Chair: Clete Kushida (United States)
Chair: Daewoo Kim (Republic of Korea)
Summary:
This session will feature a presentation on Asleep's sound-based sleep tracking technology, exploring its applications, limitations, and future developments. During the session, participants will discuss collaborative research, cooperation, and the potential of data-driven AI, while also exploring unexpected opportunities in the field.
Part 1. Sleep X AI Introduction
Our aim is to present evidence demonstrating the effectiveness and thorough validation of sound-based AI models for sleep monitoring.
Enhancing Sleep Medicine: Leveraging AI for Advanced Diagnosis and Treatment
Clete Kushida (United States)
12:45 - 12:55 (10 min)
Summary: "Sleep Meets AI in Medicine: Leveraging existing and untapped data, this union has the potential to advance sleep diagnosis and even improve sleep quality through innovative technologies.”
AI and Sleep: The Power of Sound-based Analysis for Accurate Sleep Insights
Daewoo Kim (Republic of Korea)
Seulki Park (Republic of Korea)
12:55 - 13:20 (25 min)
Summary: “We explain the connection between sleep and sound, showing AI-driven sleep analysis and our innovative sleep tracker, "SleepRoutine." We discuss efforts to overcome noise challenges, validate our tracker, and provide comparisons with other sleep trackers and performance metrics.”
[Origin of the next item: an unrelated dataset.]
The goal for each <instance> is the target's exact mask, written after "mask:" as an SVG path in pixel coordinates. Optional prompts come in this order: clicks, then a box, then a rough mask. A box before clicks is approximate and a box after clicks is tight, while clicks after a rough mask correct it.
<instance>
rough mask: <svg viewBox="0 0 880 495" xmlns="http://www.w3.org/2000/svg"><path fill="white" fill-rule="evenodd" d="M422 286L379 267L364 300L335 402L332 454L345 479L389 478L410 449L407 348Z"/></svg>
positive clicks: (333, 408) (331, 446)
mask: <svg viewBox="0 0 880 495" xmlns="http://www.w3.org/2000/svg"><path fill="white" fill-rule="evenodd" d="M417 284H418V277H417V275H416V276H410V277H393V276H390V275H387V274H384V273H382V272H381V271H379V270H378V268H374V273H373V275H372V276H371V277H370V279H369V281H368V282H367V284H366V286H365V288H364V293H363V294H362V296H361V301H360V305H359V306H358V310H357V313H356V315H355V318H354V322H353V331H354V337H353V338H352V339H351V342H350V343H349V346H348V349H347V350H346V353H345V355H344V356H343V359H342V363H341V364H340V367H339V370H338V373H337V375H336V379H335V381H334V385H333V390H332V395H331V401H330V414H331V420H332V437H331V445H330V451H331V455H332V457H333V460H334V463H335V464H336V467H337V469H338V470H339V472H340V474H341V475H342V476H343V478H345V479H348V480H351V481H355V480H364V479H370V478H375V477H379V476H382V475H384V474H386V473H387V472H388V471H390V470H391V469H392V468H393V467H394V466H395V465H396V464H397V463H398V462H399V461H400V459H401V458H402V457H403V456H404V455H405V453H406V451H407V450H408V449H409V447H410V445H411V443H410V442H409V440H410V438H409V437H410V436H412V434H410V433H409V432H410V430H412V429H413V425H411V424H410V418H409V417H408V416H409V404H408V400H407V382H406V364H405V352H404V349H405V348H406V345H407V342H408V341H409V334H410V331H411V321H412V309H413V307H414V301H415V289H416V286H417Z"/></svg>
Part 2. Collaborate and Innovate
We hope to explore potential collaborations for data-driven research and expand the application of our AI model to sleep medicine.
Integration of clinical and Airable data by AI to optimize treatment in sleep medicine
Claudia Pinter (Austria)
13:20 - 13:30 (10 min)
Summary: “Sleep analysis using AI to diagnose breathing disorders, including OSA , has promise for enhanced accessible and accuracy. In this session the current capabilities and limitation of using AI in sleep medicine will be explored, while proposing directions to further harness this technology for optimized treatment outcomes.”
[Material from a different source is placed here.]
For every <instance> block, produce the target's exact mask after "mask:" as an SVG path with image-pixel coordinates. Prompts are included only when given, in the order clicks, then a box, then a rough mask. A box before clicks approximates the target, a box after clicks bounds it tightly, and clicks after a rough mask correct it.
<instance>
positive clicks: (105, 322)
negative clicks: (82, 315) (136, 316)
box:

Data Analysis from SleepRoutine: Exploring Korean Sleep Patterns
Ki-Young Jung (Republic of Korea)
13:30 - 13:40 (10 min)
Summary: ”We reveal the analysis of Korean users' sleep patterns using SleepRoutine data, focusing on weekday vs. weekend variations. SleepRoutine's sleep tracker allows for diverse data analysis, and we propose collaborative research opportunities.”
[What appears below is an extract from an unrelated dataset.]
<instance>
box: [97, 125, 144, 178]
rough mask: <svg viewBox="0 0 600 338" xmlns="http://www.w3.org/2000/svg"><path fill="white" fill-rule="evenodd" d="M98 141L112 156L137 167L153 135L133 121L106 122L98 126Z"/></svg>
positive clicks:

Collaborate and Innovate: Leveraging AI in Sleep Research and Business Ventures
Dongheon Lee (Republic of Korea)
13:40 - 14:50 (10 min)
Summary: ”This session focuses on research and business opportunities. We discuss leveraging AI for data analysis, quantifying sleep data's value, and proposing API integration in sectors like sleep tech, smart appliances, healthcare, and insurance. We also explore collaborations under the theme "Sleep and X" for enhanced user experiences and business growth.”